Reversed Indexes $\approx$ Values in Wavelet Trees
Xiangjun Peng
TL;DR
The paper investigates bridging near-optimal lossless compression with the Leibniz Binary System through Wavelet Trees by aligning compressed indexes with a bit-reversed representation $[0,2^{N})$. It introduces the REVIVAL framework (Reversed Indexes = Values) and generalizes it via common bit subsequences (Reversed Indexes ≈ Values), enabling broader encodings and potential computation-on-compression. It discusses two perspectives—treating Wavelet Trees as a compression method and as a data-structure with RAM-model implications such as dual-addressing and level-based gathers, including Processing-In-Memory considerations. While the STOC 2024 submission was rejected for lacking new theorems, the work outlines concrete avenues for future theoretical and practical exploration of bit-pattern mappings and extensions to other data types.
Abstract
This work presents a discovery to advance the wisdom in a particular Succinct Data Structure: Wavelet Tree (Grossi, Gupta, and Vitter 2003). The discovery is first made by showing the feasibility of Reversed Indexes = Values: for integers within $[0,2^{N})$, there exists a Wavelet Tree that its compressed indexes can be equivalent to the Leibniz Binary system (Leibniz 1703), with only the bit reversal. Then we show how to strengthen the discovery by generalizing it into Reversed Indexes $\approx$ Values, by applying a longest common subsequence in bits and its patterns. Finally, we conjuncture potential implications of the above ideas by discussing its benefits, and modifications to the RAM model.
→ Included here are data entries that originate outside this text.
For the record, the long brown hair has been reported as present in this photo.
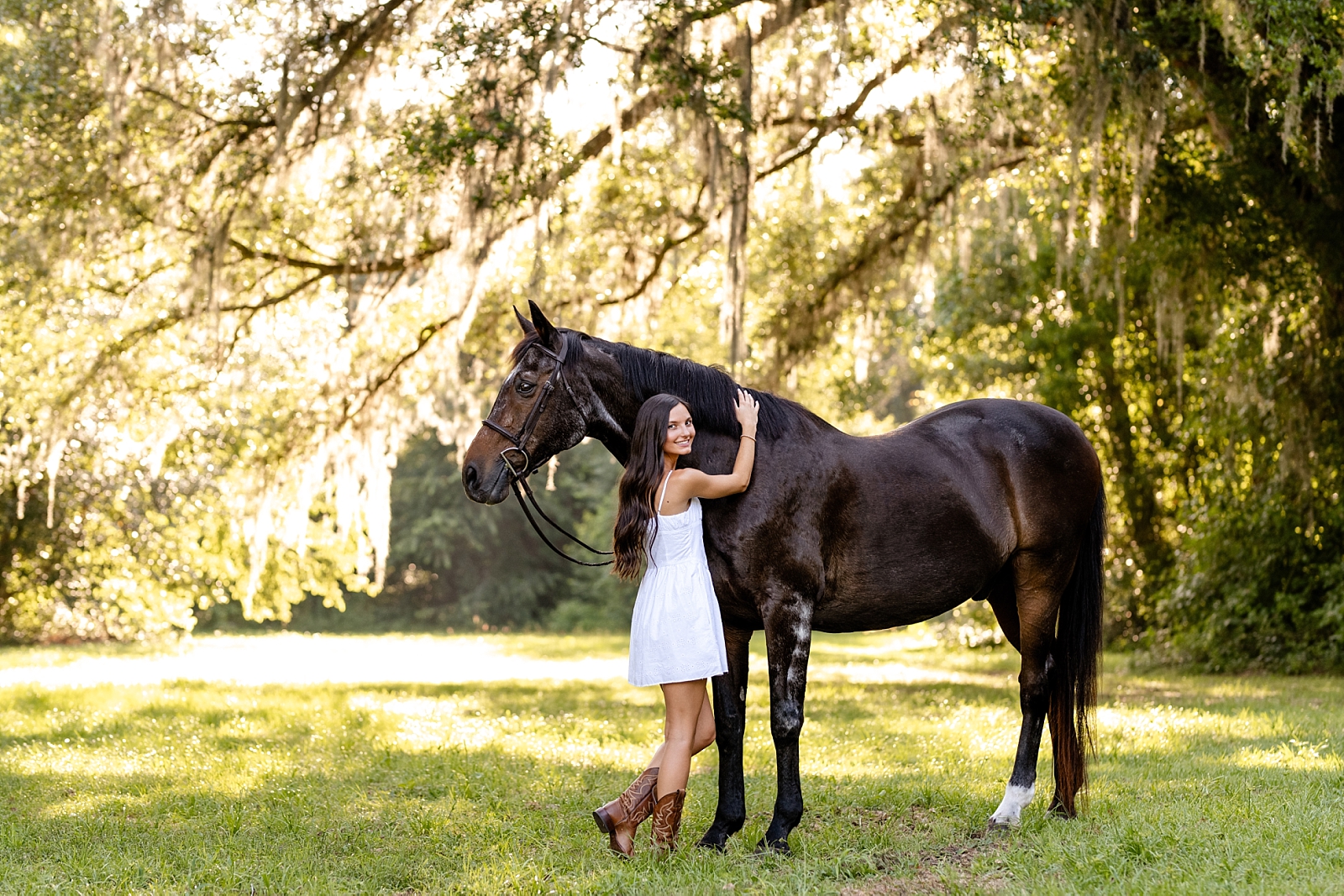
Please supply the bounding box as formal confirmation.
[612,392,690,579]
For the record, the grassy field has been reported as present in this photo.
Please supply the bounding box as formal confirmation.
[0,632,1344,894]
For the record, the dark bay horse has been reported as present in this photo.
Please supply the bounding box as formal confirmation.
[462,302,1106,849]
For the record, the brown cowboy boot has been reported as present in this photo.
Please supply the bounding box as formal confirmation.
[654,790,685,853]
[593,768,659,858]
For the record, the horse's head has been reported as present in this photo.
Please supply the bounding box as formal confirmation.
[462,302,591,504]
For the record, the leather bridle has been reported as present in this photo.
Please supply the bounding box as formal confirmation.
[481,336,613,567]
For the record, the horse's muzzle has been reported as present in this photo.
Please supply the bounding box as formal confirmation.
[462,461,508,505]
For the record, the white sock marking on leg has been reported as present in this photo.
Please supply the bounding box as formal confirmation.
[990,784,1037,826]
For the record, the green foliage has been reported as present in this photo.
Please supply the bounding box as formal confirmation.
[0,0,1344,669]
[0,632,1344,896]
[378,434,634,631]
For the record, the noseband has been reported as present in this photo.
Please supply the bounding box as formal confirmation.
[481,336,613,567]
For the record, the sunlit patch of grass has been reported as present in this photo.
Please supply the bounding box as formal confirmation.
[0,631,1344,894]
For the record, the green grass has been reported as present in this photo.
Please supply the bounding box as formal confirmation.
[0,632,1344,893]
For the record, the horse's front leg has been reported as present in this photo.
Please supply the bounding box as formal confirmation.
[701,626,751,851]
[757,598,811,851]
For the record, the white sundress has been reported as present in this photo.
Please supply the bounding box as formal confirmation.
[629,473,728,686]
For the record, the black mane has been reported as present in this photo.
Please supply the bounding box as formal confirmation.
[512,329,811,441]
[612,343,824,441]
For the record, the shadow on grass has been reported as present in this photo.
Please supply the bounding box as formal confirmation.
[0,666,1344,893]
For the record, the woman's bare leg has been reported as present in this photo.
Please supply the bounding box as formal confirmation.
[654,679,714,798]
[648,692,715,768]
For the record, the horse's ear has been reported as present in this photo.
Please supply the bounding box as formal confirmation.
[527,298,560,349]
[513,305,536,336]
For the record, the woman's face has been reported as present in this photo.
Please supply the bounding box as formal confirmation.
[663,405,695,454]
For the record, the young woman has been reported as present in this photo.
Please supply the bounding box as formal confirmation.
[593,390,759,856]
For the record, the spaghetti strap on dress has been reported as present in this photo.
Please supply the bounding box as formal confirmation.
[629,471,728,686]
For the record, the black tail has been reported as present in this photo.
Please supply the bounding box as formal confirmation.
[1050,488,1106,818]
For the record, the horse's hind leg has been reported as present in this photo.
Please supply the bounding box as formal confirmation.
[701,626,751,849]
[990,551,1073,827]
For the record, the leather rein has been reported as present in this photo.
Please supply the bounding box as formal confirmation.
[481,336,614,567]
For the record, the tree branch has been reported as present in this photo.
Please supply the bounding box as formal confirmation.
[596,220,710,305]
[228,238,452,277]
[757,15,966,180]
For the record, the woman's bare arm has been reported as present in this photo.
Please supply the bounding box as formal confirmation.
[668,390,759,505]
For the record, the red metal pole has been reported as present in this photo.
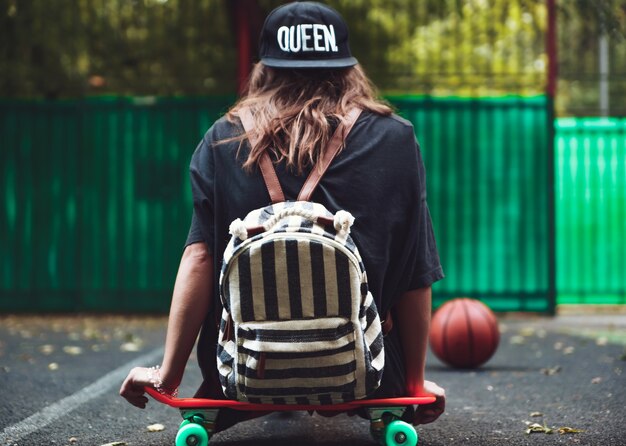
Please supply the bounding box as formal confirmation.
[546,0,558,99]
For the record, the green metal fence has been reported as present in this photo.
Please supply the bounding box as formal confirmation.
[0,98,232,311]
[396,97,554,312]
[0,97,626,312]
[555,118,626,304]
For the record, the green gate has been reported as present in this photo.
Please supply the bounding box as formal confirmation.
[0,97,596,312]
[394,96,554,312]
[555,118,626,304]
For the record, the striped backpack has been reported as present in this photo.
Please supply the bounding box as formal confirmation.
[217,110,384,404]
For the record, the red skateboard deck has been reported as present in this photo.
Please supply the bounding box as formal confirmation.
[146,387,435,446]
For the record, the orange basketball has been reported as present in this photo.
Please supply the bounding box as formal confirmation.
[430,298,500,369]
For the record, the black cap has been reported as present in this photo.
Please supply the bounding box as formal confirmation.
[259,2,358,68]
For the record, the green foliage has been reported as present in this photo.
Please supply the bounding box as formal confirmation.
[0,0,626,114]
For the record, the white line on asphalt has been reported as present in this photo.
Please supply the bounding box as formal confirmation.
[0,347,163,445]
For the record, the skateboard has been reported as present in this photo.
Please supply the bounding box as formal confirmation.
[146,387,435,446]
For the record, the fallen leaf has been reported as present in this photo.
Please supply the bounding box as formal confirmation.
[120,342,141,353]
[556,427,585,434]
[63,345,83,356]
[509,336,526,345]
[596,336,609,347]
[526,423,553,434]
[541,365,561,376]
[563,347,574,355]
[39,344,54,355]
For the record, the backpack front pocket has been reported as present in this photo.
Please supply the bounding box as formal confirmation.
[237,317,358,404]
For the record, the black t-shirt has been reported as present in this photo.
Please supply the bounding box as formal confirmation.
[187,112,443,396]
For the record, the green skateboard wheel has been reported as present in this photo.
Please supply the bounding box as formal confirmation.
[382,420,417,446]
[176,422,209,446]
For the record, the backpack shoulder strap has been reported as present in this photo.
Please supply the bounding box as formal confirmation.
[239,108,361,203]
[239,107,285,203]
[298,108,361,201]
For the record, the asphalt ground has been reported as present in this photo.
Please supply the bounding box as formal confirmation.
[0,315,626,446]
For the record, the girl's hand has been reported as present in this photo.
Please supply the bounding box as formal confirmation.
[413,380,446,425]
[120,367,154,409]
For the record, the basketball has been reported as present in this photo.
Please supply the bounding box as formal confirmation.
[430,298,500,369]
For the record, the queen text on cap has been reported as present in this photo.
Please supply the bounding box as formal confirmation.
[276,23,339,53]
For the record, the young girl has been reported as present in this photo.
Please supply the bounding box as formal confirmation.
[120,2,445,430]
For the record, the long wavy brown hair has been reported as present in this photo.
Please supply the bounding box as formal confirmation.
[226,63,393,174]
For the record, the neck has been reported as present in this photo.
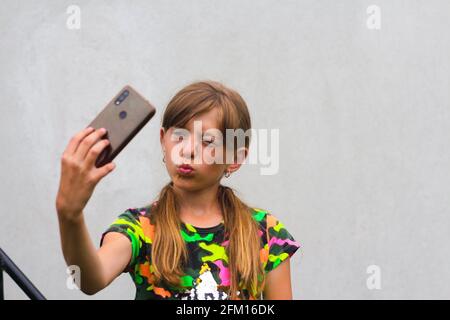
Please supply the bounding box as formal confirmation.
[174,184,222,221]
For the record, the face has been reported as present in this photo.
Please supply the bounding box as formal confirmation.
[160,109,246,191]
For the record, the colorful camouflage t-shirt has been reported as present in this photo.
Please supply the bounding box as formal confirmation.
[100,205,300,300]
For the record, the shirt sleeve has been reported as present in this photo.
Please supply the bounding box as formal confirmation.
[265,213,300,272]
[100,208,143,273]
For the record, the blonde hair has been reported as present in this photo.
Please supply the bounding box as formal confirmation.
[151,81,265,299]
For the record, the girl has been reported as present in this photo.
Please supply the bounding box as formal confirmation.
[56,81,299,300]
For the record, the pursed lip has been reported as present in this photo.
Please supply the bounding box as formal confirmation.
[178,164,194,171]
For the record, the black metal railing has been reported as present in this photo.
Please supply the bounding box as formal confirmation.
[0,248,46,300]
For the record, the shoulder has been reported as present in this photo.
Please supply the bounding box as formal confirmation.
[251,207,291,238]
[250,207,279,229]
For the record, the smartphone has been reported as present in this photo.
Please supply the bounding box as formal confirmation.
[88,85,156,168]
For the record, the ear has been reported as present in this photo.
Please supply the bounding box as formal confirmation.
[226,147,248,173]
[159,127,166,146]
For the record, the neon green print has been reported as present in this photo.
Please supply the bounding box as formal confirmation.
[273,222,284,232]
[181,230,214,242]
[113,218,151,242]
[198,242,228,262]
[269,253,289,268]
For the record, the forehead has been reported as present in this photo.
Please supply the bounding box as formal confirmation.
[180,108,221,131]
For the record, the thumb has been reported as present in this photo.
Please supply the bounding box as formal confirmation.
[94,162,116,182]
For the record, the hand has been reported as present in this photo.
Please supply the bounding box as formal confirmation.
[56,128,115,221]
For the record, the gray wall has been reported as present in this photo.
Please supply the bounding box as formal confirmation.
[0,0,450,299]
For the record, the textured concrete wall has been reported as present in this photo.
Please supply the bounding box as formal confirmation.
[0,0,450,299]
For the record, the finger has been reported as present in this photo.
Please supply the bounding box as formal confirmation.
[64,127,94,155]
[85,139,110,169]
[93,162,116,184]
[75,128,106,161]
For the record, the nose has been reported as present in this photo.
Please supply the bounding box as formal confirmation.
[181,134,200,160]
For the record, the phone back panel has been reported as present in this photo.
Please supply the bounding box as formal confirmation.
[88,85,156,168]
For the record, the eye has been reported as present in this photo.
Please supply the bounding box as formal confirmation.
[203,137,214,144]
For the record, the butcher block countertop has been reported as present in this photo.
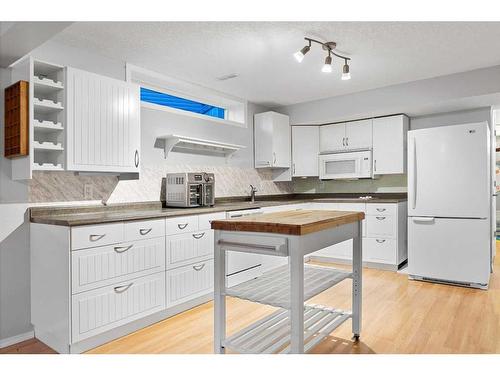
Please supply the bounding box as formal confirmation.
[212,210,365,236]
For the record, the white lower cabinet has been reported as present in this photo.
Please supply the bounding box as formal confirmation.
[71,272,165,342]
[166,258,214,308]
[166,229,214,269]
[71,237,165,294]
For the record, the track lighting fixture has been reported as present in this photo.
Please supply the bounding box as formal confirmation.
[293,41,311,62]
[293,37,351,81]
[342,60,351,81]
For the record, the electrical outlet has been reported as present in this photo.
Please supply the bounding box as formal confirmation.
[83,184,94,199]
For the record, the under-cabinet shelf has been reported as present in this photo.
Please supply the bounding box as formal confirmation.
[33,162,64,171]
[33,98,64,114]
[226,264,352,309]
[33,141,64,151]
[223,305,352,354]
[33,120,64,133]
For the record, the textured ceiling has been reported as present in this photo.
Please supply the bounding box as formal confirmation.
[54,22,500,106]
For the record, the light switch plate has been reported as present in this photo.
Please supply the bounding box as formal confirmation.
[83,184,94,199]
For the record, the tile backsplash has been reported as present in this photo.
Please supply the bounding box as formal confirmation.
[29,164,293,203]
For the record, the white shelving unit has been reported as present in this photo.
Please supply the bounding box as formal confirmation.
[155,134,245,159]
[12,56,66,180]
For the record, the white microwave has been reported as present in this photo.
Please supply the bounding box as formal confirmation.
[319,150,372,180]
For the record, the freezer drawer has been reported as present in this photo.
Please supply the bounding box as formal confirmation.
[408,217,490,284]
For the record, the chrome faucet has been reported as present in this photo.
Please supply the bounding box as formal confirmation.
[250,185,257,203]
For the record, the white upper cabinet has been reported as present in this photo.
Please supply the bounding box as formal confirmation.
[292,126,319,177]
[373,115,409,175]
[254,112,291,168]
[320,119,372,152]
[345,119,372,150]
[319,123,345,152]
[66,68,141,173]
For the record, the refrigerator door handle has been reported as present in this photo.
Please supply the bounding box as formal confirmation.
[411,217,435,223]
[413,137,417,209]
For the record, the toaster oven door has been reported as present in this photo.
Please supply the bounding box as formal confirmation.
[203,184,215,206]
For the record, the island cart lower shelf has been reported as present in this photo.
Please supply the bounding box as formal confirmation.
[211,210,364,353]
[223,305,352,354]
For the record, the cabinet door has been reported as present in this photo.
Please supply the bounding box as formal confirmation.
[272,113,292,168]
[345,119,372,150]
[66,68,140,172]
[319,123,345,152]
[254,112,273,168]
[292,126,319,177]
[373,115,409,175]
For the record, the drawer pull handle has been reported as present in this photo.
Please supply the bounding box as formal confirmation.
[89,234,106,242]
[114,244,134,253]
[113,283,134,293]
[193,263,205,271]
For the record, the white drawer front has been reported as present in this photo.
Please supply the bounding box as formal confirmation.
[166,216,198,236]
[366,203,397,216]
[198,212,226,230]
[166,230,214,269]
[71,272,165,343]
[365,215,397,238]
[124,219,165,241]
[166,259,214,307]
[71,238,165,294]
[71,223,124,250]
[363,238,397,264]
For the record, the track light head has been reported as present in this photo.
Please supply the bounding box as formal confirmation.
[342,60,351,81]
[293,42,311,62]
[321,54,332,73]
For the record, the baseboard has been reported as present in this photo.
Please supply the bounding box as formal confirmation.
[0,331,35,349]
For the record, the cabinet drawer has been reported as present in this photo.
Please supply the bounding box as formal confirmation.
[124,219,165,241]
[71,223,124,250]
[198,212,226,230]
[166,259,214,307]
[366,215,397,238]
[166,230,214,269]
[71,238,165,294]
[366,203,397,216]
[71,272,165,343]
[166,216,198,236]
[363,238,397,264]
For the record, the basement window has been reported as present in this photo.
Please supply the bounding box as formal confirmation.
[141,87,226,119]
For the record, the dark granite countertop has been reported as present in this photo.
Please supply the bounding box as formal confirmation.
[30,193,407,226]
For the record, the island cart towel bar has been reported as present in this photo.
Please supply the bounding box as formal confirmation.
[212,210,364,353]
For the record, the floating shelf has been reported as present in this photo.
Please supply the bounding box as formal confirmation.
[155,134,245,158]
[33,141,64,151]
[33,162,64,171]
[33,120,64,133]
[33,76,64,95]
[223,305,352,354]
[33,98,64,113]
[226,264,352,309]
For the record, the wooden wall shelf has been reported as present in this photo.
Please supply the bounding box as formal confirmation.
[4,81,29,158]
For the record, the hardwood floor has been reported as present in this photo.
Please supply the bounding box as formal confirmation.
[0,243,500,354]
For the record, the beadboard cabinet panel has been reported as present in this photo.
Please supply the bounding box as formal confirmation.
[71,272,165,342]
[166,259,214,307]
[66,68,140,173]
[71,237,165,294]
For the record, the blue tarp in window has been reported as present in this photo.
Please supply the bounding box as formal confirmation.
[141,87,225,119]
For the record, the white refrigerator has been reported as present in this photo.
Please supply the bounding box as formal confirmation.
[408,122,493,288]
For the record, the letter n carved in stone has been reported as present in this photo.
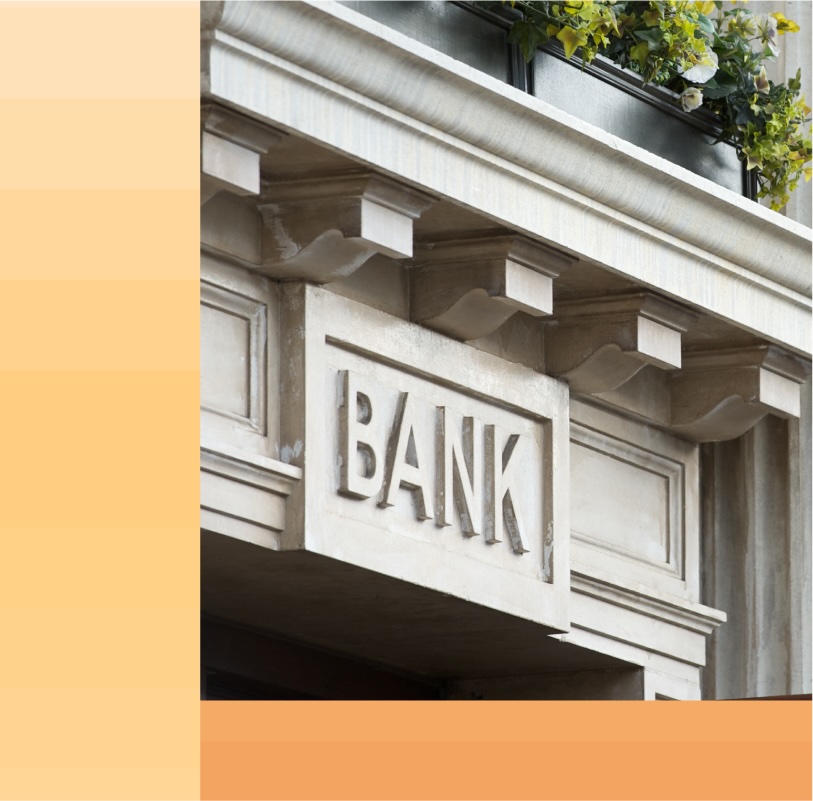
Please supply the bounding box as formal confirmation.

The discovery reveals that: (1) the usability of Succinct Data Structure can be significantly expanded, by enabling Computation Directly on Compression; and (2) near-optimal lossless compression can still yield close connections with the Leibniz Binary System (Leibniz 1703), which breeds polymorphic functionalities within a single piece of the information. This work also provides an initial analysis of the benefits from the method (and potentially other extensions), and suggests potential modifications.